Another question I had but which I will have to confer with others to fully address is around the technology.  What is the recommended infrastructure for information systems?  While the guidance refers to Common Approaches to Federal Enterprise Architecture, does that mean cloud first?  Is there a provision for shared services? There is clearly a reference to agile in the requirement that the choice of infrastructure take into account potential changes in internal and external needs “including potential uses not accounted for in the original design.”  Infrastructure is critical, and machine access can challenge even the best architected system.  Apparently when Transport for London launched its API, the first apps to go live crashed the system.  Overhead signs in the Tube went down.  I have yet to confirm this but true or not the scenario must be part of the planning process for any agency launching an API.  But I’ll look into this further with my EA colleagues and get back to you.

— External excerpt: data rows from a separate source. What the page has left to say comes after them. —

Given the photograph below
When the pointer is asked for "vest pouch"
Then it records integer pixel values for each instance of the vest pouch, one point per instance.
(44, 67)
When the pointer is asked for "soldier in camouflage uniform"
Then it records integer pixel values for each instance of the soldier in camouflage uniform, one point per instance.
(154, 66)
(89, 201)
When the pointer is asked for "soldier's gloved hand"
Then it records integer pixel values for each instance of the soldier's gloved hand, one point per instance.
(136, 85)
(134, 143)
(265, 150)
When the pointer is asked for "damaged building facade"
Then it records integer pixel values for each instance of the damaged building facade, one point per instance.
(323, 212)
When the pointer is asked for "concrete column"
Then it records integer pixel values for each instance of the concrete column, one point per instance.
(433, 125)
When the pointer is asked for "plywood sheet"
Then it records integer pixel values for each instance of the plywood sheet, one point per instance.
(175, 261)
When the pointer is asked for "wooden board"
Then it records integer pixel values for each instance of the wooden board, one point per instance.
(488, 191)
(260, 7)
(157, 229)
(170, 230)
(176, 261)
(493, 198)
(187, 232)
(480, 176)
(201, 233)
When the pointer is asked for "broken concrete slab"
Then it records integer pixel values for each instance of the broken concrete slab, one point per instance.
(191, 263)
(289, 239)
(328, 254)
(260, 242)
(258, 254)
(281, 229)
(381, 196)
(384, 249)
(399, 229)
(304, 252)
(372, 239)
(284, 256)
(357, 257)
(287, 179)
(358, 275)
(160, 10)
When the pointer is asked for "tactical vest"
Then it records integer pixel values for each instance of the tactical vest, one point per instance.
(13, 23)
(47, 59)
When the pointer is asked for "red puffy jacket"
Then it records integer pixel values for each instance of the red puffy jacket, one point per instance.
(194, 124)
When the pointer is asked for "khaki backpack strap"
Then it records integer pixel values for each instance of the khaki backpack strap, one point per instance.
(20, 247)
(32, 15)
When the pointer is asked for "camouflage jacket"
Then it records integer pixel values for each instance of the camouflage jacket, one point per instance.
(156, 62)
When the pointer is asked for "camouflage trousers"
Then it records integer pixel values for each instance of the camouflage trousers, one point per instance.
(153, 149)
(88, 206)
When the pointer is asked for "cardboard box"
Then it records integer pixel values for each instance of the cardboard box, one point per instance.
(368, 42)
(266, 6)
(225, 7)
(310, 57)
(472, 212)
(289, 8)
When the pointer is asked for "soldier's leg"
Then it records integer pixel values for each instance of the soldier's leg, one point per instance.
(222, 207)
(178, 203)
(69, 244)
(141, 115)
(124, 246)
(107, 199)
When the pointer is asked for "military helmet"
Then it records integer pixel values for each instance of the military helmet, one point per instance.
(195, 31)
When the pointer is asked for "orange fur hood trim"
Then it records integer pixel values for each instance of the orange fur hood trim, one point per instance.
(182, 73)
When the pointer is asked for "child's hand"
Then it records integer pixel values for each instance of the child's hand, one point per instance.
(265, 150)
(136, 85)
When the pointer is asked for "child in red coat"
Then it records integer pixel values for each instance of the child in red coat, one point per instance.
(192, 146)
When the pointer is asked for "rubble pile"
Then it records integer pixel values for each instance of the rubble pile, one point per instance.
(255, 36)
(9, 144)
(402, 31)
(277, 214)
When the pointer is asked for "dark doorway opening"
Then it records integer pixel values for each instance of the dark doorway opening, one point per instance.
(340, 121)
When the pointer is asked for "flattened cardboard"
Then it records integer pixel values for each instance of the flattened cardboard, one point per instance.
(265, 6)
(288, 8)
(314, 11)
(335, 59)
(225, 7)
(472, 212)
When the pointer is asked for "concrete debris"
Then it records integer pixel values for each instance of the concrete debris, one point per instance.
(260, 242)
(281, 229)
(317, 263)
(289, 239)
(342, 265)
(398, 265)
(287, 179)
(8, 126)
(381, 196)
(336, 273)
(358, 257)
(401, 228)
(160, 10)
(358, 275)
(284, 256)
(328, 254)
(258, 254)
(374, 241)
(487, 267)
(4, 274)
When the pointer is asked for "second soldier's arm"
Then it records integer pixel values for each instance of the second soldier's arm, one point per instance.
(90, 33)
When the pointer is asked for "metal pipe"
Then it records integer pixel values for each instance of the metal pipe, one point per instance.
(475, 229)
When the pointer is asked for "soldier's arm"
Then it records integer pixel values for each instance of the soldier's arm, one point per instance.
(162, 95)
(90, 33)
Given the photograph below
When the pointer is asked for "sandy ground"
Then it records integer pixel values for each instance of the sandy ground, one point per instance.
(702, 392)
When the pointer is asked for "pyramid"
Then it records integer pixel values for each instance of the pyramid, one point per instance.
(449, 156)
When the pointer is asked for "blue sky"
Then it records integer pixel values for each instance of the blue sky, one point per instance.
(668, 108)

While supporting existing open data mandates, the new Executive Order and OMB Memorandum are extremely positive steps in encouraging the use of public data as fuel for innovation.  The following graphic provides a simple methodology for approaching the task.  In short, determine potential audience through promotion of open data, with input from them identify potential uses, determine appropriate data and eligibility for publication – which also serves as a means of prioritizing data publication, manage and deliver the data, solicit feedback, revise or repeat. 

I look forward to hearing more about and helping with the implementation of the new Executive Order and its accompanying OMB Memo.  And can’t wait to see what the private sector will do with their new and facilitated access!